Coordinator is a master daemon. The coordinator initially parses the SQL queries then analyzes and plans for the query execution. Scheduler performs pipeline execution, assigns work to the closest node and monitors progress.
Storage plugins are called as connectors. Hive, HBase, MySQL, Cassandra and many more act as a connector; otherwise you can also implement a custom one. The connector provides metadata and data for queries. The coordinator uses the connector to get metadata for building a query plan.

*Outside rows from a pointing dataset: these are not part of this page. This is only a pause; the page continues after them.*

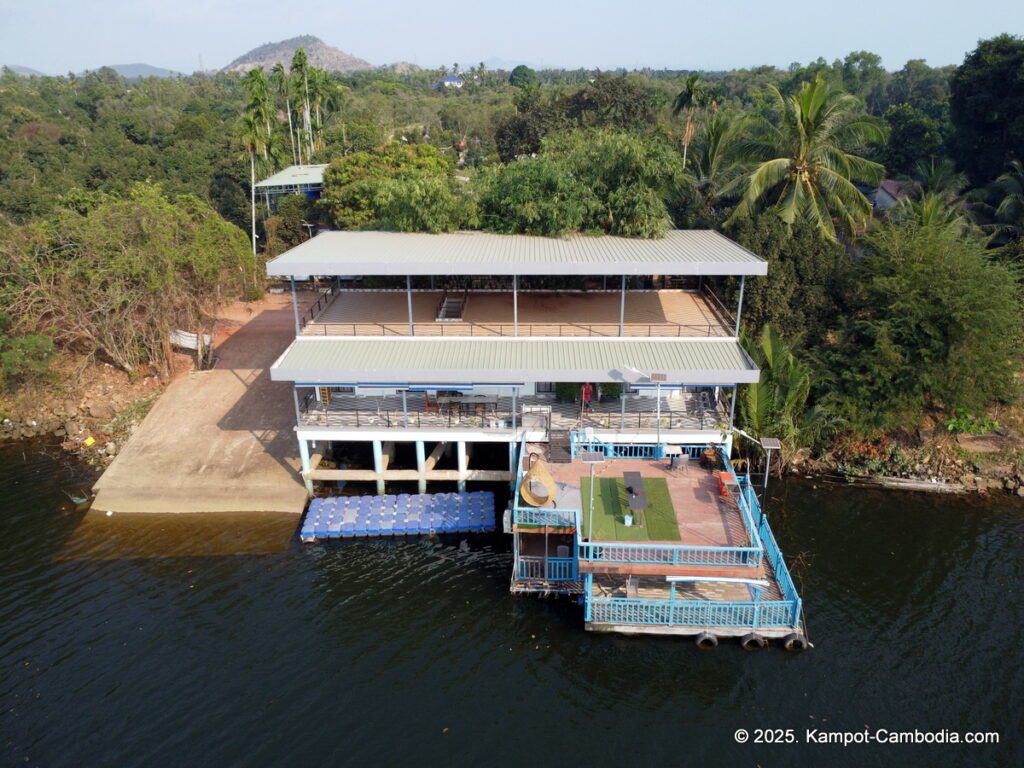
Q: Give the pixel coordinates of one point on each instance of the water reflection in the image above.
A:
(98, 537)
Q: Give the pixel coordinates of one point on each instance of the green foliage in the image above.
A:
(522, 77)
(624, 102)
(986, 104)
(1000, 210)
(629, 177)
(777, 404)
(117, 280)
(934, 325)
(807, 276)
(353, 193)
(806, 166)
(534, 196)
(964, 423)
(23, 356)
(287, 227)
(566, 390)
(912, 136)
(417, 203)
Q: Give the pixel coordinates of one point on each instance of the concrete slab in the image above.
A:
(217, 440)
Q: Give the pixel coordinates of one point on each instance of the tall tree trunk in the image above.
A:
(252, 188)
(291, 138)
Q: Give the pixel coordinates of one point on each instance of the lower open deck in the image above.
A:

The coordinator assigns task to worker nodes. The workers get actual data from the connector. Finally, the worker node delivers result to the client.
Presto − Workflow
Presto is a distributed system that runs on a cluster of nodes. Presto’s distributed query engine is optimized for interactive analysis and supports standard ANSI SQL, including complex queries, aggregations, joins, and window functions. Presto architecture is simple and extensible. Presto client (CLI) submits SQL statements to a master daemon coordinator.
The scheduler connects through execution pipeline. The scheduler assigns work to nodes which is closest to the data and monitors progress. The coordinator assigns task to multiple worker nodes and finally the worker node delivers the result back to the client. The client pulls data from the output process. Extensibility is the key design. Pluggable connectors like Hive, HBase, MySQL, etc., provides metadata and data for queries. Presto was designed with a “simple storage abstraction” that makes it easy to provide SQL query capability against these different kind of data sources.
Presto supports custom query and execution engine with operators designed to support SQL semantics. In addition to improved scheduling, all processing is in memory and pipelined across the network between different stages. This avoids unnecessary I/O latency overhead.